|Developer(s)||Andrey Sibiryov and Yandex team|
|Initial release||March 20, 2011|
Cocaine (Configurable Omnipotent Custom Applications Integrated Network Engine) was an open-source PaaS system for creating custom cloud hosting apps that are similar to Bluemix, Google App Engine, or Heroku. Several services have already been implemented this way, including a service for detecting a user's region or language, a service for accessing MongoDB storage, and a URL fetcher.
Andrey Sibiryov, the original developer of Cocaine, got the idea from Heroku, another cloud PaaS. At that time, Heroku only supported applications developed in Ruby. Using Heroku, the developer could create a Ruby app and push it to the cloud, while Heroku handled infrastructure and load balancing issues.

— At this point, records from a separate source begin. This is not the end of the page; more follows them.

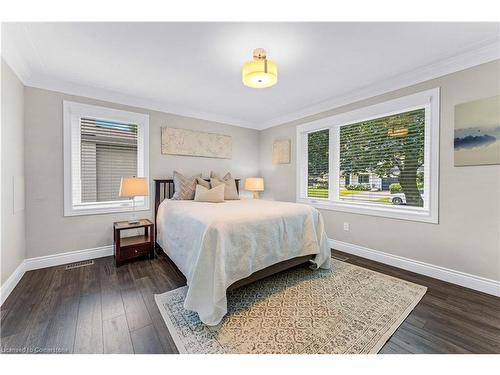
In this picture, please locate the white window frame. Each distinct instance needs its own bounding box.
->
[296,88,440,224]
[63,101,150,216]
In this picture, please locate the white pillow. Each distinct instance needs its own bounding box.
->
[210,172,240,200]
[194,184,226,203]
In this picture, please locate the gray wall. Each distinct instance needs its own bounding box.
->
[260,60,500,280]
[1,59,25,285]
[23,87,259,258]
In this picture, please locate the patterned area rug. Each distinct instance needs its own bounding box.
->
[155,259,427,354]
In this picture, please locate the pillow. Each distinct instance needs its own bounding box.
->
[172,171,201,200]
[210,172,240,200]
[196,177,210,189]
[194,184,226,203]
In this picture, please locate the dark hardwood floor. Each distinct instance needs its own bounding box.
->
[0,251,500,353]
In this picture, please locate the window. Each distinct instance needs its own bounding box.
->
[307,129,330,198]
[64,101,149,216]
[297,89,439,223]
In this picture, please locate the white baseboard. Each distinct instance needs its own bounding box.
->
[24,245,113,271]
[328,239,500,297]
[0,260,26,305]
[0,245,113,304]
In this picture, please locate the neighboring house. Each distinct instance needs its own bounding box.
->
[340,173,398,191]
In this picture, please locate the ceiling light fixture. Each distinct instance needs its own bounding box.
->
[241,48,278,89]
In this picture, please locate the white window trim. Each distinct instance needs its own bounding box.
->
[296,88,440,224]
[63,100,150,216]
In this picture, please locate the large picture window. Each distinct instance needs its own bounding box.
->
[297,89,439,222]
[64,102,149,216]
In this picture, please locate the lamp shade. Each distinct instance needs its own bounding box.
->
[245,177,264,191]
[241,48,278,89]
[120,177,149,197]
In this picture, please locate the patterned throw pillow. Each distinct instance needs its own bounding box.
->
[210,172,240,200]
[194,184,226,203]
[196,177,210,189]
[172,171,201,200]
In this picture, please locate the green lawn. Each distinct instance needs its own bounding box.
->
[307,187,359,198]
[307,187,392,204]
[307,187,328,198]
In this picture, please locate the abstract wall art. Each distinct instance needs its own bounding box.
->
[161,128,232,159]
[454,96,500,167]
[273,139,290,164]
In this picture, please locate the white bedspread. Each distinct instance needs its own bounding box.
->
[157,199,330,325]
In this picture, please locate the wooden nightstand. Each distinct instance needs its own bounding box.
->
[113,219,155,267]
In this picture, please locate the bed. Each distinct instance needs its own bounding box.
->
[155,180,330,325]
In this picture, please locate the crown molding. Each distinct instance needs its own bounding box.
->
[259,39,500,130]
[20,75,257,129]
[2,30,500,130]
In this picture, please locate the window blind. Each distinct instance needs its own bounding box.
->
[339,108,425,207]
[307,129,330,198]
[80,117,138,203]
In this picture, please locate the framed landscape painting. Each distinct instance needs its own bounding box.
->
[454,96,500,167]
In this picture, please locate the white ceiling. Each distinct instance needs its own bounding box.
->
[2,22,500,129]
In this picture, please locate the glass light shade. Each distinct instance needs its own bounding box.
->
[242,59,278,89]
[245,177,264,191]
[120,177,149,197]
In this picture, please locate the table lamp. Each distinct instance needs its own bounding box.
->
[120,176,149,224]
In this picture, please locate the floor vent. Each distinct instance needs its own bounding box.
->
[66,260,94,270]
[332,255,349,262]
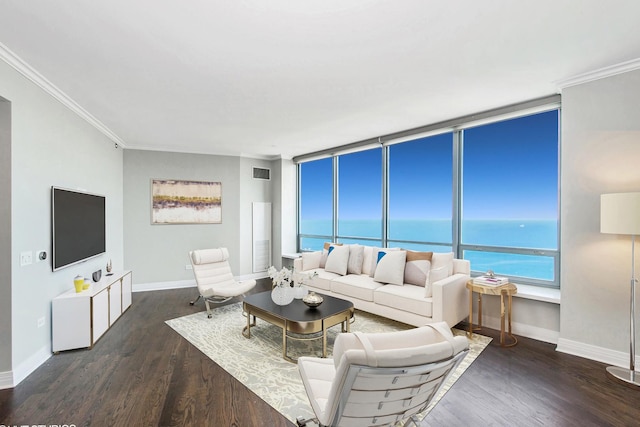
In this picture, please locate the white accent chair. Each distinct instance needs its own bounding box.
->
[297,322,469,427]
[189,248,256,318]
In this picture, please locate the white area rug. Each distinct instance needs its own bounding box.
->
[166,303,491,423]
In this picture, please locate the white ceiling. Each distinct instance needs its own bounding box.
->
[0,0,640,158]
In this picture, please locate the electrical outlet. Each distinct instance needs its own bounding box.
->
[20,251,33,267]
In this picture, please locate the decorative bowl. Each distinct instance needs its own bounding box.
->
[302,291,324,308]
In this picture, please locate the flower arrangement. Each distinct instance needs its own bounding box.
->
[267,266,318,288]
[267,266,294,287]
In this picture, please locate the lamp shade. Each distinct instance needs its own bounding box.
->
[600,193,640,235]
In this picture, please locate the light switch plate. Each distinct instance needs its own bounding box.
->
[20,251,33,267]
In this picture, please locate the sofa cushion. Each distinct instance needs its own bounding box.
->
[302,251,322,271]
[303,268,340,291]
[373,285,433,317]
[431,252,453,276]
[404,251,433,286]
[347,245,364,274]
[331,274,384,301]
[373,251,407,285]
[324,246,349,275]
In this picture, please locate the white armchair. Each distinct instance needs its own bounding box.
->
[189,248,256,318]
[298,322,469,427]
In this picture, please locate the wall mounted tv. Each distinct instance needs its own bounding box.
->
[51,187,106,271]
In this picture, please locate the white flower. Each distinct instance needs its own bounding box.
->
[267,266,291,286]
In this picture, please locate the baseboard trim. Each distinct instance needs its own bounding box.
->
[0,371,13,390]
[480,316,560,344]
[12,346,53,387]
[132,273,265,292]
[131,280,196,292]
[556,338,640,368]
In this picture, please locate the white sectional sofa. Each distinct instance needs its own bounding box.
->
[294,244,470,327]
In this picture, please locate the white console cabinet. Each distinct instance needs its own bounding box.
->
[51,271,132,353]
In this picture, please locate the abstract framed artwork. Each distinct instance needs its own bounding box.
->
[151,179,222,224]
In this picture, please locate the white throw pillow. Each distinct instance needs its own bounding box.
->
[373,250,407,286]
[324,246,349,276]
[431,252,453,276]
[347,245,364,274]
[302,251,322,271]
[424,265,450,298]
[404,251,433,286]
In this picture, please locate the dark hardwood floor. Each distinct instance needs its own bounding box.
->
[0,280,640,427]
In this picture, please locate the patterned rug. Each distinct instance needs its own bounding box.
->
[166,303,491,424]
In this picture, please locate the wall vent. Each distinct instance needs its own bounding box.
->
[253,167,271,180]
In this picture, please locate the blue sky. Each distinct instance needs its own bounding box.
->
[302,111,558,220]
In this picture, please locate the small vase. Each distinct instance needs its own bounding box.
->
[271,286,293,305]
[293,285,309,299]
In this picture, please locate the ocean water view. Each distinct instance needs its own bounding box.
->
[300,219,558,281]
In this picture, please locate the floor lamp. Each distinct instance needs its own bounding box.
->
[600,193,640,387]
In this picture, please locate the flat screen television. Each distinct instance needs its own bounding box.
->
[51,187,106,271]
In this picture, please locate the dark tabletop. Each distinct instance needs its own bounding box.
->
[244,291,353,322]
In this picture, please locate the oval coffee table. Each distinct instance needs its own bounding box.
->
[242,291,355,363]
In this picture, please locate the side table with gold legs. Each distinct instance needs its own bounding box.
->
[467,280,518,347]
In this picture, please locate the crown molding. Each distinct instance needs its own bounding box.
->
[555,58,640,90]
[0,43,126,148]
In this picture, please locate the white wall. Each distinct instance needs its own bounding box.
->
[0,57,123,388]
[0,98,13,374]
[558,67,640,367]
[272,159,298,268]
[237,158,275,275]
[124,150,271,290]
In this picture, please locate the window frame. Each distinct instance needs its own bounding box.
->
[294,96,562,288]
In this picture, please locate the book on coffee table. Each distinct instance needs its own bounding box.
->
[473,276,509,286]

Sibiryov was not satisfied with the documentation for Heroku and decided to create his own PaaS system.
Initially, Cocaine was a personal project for Sibiryov. This changed, however, when Yandex discovered an internal need for a scalable platform that could cope with millions of requests-per-second (RPS). Cocaine was, for a period of time, used in the Yandex infrastructure.

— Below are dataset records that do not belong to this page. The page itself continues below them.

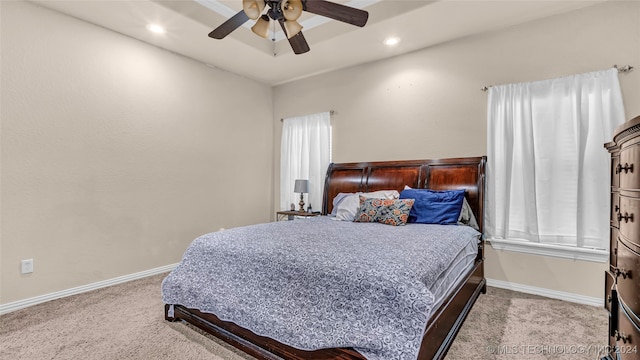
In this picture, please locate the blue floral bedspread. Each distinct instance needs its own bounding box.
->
[162,217,480,360]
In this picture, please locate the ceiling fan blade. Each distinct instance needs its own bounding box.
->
[302,0,369,27]
[209,10,249,39]
[278,20,311,55]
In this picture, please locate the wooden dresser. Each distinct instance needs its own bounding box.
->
[603,116,640,360]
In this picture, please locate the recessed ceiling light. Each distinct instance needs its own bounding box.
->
[384,38,400,46]
[147,24,167,34]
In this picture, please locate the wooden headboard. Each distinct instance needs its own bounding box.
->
[322,156,487,231]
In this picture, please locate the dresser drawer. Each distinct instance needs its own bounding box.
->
[613,240,640,320]
[611,191,620,227]
[604,271,616,312]
[609,227,620,267]
[612,144,640,189]
[614,305,640,360]
[618,195,640,251]
[611,156,620,188]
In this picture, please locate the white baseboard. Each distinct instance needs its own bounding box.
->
[487,279,604,306]
[0,263,178,315]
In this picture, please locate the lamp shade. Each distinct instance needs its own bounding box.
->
[293,180,309,194]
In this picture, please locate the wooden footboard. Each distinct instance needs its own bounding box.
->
[165,261,486,360]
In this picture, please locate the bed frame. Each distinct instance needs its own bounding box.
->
[165,157,486,360]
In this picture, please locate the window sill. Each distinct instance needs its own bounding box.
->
[487,239,609,263]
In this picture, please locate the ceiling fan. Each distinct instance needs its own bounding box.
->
[209,0,369,54]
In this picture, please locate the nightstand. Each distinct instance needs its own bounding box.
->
[276,210,320,221]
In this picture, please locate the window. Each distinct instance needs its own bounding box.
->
[485,69,624,261]
[280,112,331,211]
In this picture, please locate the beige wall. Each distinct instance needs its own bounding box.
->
[0,1,273,304]
[274,1,640,297]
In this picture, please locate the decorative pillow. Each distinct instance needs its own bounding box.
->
[400,189,464,225]
[331,193,353,216]
[458,197,480,231]
[336,190,400,221]
[353,196,414,226]
[404,185,480,231]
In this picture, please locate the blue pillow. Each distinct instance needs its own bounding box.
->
[400,189,464,225]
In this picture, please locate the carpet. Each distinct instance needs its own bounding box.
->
[0,274,608,360]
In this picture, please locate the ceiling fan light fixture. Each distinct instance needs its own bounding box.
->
[147,24,167,34]
[280,0,303,21]
[242,0,266,20]
[284,20,302,39]
[384,37,400,46]
[251,15,269,39]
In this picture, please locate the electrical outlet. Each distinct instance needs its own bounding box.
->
[20,259,33,274]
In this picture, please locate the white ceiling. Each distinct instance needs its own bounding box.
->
[32,0,607,85]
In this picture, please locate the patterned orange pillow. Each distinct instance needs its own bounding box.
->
[353,196,415,226]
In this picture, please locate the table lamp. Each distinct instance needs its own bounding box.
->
[293,179,309,212]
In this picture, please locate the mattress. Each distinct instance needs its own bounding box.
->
[162,217,480,360]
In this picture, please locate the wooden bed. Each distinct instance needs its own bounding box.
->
[165,157,486,360]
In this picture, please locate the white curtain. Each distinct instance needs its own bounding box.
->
[485,69,624,249]
[280,112,331,211]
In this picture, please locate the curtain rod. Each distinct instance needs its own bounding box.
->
[480,65,633,92]
[280,110,335,122]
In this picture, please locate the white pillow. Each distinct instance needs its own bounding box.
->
[336,190,400,221]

The cloud is made up of one or more independent machines that have the Cocaine server (Cocained) installed. Users know nothing about the location of the services they are accessing—only the address of the load balancer and the app name are available to them. User requests are sent to the load balancer, which passes them to the cloud. In the cloud, the optimal machine is selected for each request, and then the request is executed. The infrastructure details and the app's environment settings are hidden from the developer, as well. The developer only needs to send the code to the cloud and write a special manifest for executing the code. It is not necessary to set up anything else, such as databases, key-value stores, or HTTP clients. There are services that do this, which from the programmer's point of view are native modules for the programming language the code is written in. For example, the Storage service lets users access Elliptics storage, and the Uatraits service uses data about a client's user agent and its HTTP headers to determine the characteristics of the device that sent the request.